At one time the professions and trades tended to recruit and train their own personnel replacements through apprentice systems or in-house induction. The advent of free university places paid for through the tax system relieved organisations of this cost burden.
The beneficiaries of a university education are the individual, the society where the individual works, and the organisation in which the individual works. Is it not therefore equitable that all three of the beneficiaries should contribute towards the cost of teaching our future specialists? Why should any one of the three be exempt?
Bill Mason, Beckenham, Kent
Hole numbers
Reluctantly coming to the defence of ignorant journalists, I'd like to point out to Ian Watson (letter, 21 October) that the use of mixed units in the drilling industry is extremely common. Hole diameter is almost exclusively measured in inches, and everything else is up to the company paying for the hole. Many times my poor brain has suffered meltdown as I've moved from rig to rig and client to client and been confronted with feet, metres, kilo pounds, tonnes, pounds per gallon, barrels and cubes, to name but a few, all happily jumbled together. The strange thing is, the holes always seem to get drilled.
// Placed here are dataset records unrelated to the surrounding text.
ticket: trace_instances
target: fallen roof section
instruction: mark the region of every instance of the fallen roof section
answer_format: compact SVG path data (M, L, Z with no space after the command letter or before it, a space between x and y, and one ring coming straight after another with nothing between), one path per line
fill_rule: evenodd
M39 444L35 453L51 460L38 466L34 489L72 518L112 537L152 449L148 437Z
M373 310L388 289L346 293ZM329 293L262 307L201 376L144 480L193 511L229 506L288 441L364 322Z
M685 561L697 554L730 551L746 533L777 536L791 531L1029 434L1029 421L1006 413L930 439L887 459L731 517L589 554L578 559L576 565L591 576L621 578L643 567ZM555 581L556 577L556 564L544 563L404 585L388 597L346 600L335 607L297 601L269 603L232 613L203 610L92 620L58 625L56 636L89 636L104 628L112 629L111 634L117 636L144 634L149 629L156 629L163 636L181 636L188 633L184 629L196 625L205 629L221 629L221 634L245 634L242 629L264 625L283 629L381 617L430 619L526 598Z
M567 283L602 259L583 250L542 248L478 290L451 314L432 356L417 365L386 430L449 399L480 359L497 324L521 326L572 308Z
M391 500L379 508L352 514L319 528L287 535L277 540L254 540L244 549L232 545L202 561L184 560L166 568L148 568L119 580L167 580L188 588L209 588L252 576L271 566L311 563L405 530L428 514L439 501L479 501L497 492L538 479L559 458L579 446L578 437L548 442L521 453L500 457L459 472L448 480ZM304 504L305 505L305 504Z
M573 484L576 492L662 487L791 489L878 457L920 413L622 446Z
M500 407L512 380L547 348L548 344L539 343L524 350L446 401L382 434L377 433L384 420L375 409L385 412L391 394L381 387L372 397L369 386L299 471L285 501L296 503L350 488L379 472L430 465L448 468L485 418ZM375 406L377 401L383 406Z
Simon Mortimer, Poole, Dorset
It adds up
Student protesters in France do not really believe it is a matter of "simple arithmetic" that the old staying in jobs for longer means there will be fewer jobs for the young (letter, 21 October). They are a bright bunch who know full well that the idea of there being a fixed number of jobs which have to be shared around was discredited decades ago. But as they look across the Channel they can see that a flat-earth "simple arithmetic" approach to economic decision-making can reap rich ideological and political rewards.